De Bilbao,
Après la déclaration de cessez-le-feu permanent du 22 mars 2006, le retour à la violence semblait définitivement exclu de la stratégie de l’ETA. L’ouverture d’un processus de dialogue et de négociations avec l’ETA confortait cette hypothèse. Personne ne s’attendait donc à l’attentat du 30 décembre à l’aéroport de Madrid (deux morts, 26 blessés). Le plus surpris fut le gouvernement socialiste qui, la semaine précédente, annonçait que le processus de paix avançait de manière satisfaisante et que l’on pouvait penser qu’il serait définitivement consolidé à la fin de 2007. Mais quelques dirigeants de Batasuna1 ont aussi exprimé publiquement leur confusion face à un attentat auquel ils ne s’attendaient pas. On pense à une initiative autonome des commandos militaires afin d’infléchir le cours de la négociation embourbée par l’immobilisme du gouvernement. Une fois l’attentat réalisé, le consensus d’idées entre l’ETA et Batasuna a chassé tous les doutes qui pouvaient encore exister sur son autonomie politique, ainsi que celle de la direction politique de l’ETA vis-à-vis du leadership effectif des commandos militaires. Les 500 kilos d’explosifs placés au terminal de l’aéroport étaient censés donner la preuve de la capacité de destruction massive de l’ETA et l’avertissement préventif, peu avant l’explosion, qui a permis l’évacuation de milliers de personnes, était censé indiquer sa volonté de ne pas rompre la trêve et le processus de négociation. L’intention était d’envoyer un dernier avertissement au gouvernement pour qu’il accorde le droit d’autodétermination nationale au peuple basque en échange d’une fin effective de la violence.

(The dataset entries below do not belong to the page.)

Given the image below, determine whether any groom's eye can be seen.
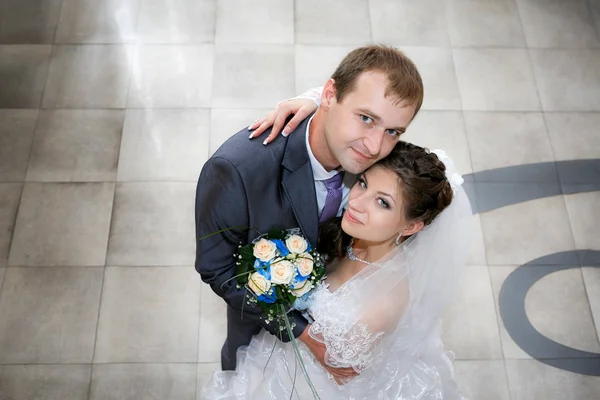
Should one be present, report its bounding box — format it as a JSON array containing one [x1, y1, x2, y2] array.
[[377, 198, 390, 209], [360, 115, 373, 125]]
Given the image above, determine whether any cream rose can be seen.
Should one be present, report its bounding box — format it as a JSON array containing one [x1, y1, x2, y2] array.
[[253, 239, 277, 262], [292, 280, 313, 297], [296, 253, 314, 276], [271, 260, 296, 285], [248, 272, 271, 296], [285, 235, 308, 254]]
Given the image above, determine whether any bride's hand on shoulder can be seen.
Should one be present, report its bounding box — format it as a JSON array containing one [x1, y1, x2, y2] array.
[[248, 98, 317, 144]]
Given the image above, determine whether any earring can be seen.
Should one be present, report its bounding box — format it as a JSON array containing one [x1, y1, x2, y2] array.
[[394, 232, 402, 246]]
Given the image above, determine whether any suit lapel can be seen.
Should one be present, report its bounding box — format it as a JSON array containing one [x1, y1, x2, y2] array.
[[281, 115, 319, 246]]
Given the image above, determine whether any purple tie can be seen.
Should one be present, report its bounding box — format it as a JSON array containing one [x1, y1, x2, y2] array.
[[319, 172, 344, 224]]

L’ETA pensait, à tort, que le gouvernement socialiste serait obligé de faire des concessions pour garder sa majorité électorale. L’attentat a eu exactement l’effet inverse. Les attentats similaires ont laissé des traces. Ceux qui défendaient des négociations avec l’ETA étaient majoritaires avant l’attentat, alors qu’aujourd’hui la majorité exige des actions policières contre l’ETA jusqu’à ce qu’elle renonce définitivement à l’usage des armes. Le processus de négociation est ainsi définitivement rompu. Batasuna ne sera pas légalisée et ne pourra participer aux élections tant qu’elle ne se prononcera pas publiquement contre les violences exercées par l’ETA. On s’attend à des sentences exemplaires dans les jugements en cours contre les organisations civiles de la gauche arbetzale2. Les prisonniers politiques vont continuer à être les otages de l’État, et il faut s’attendre à la mort du gréviste de la faim de De Juana Charcos, qui ne s’alimente plus depuis 60 jours.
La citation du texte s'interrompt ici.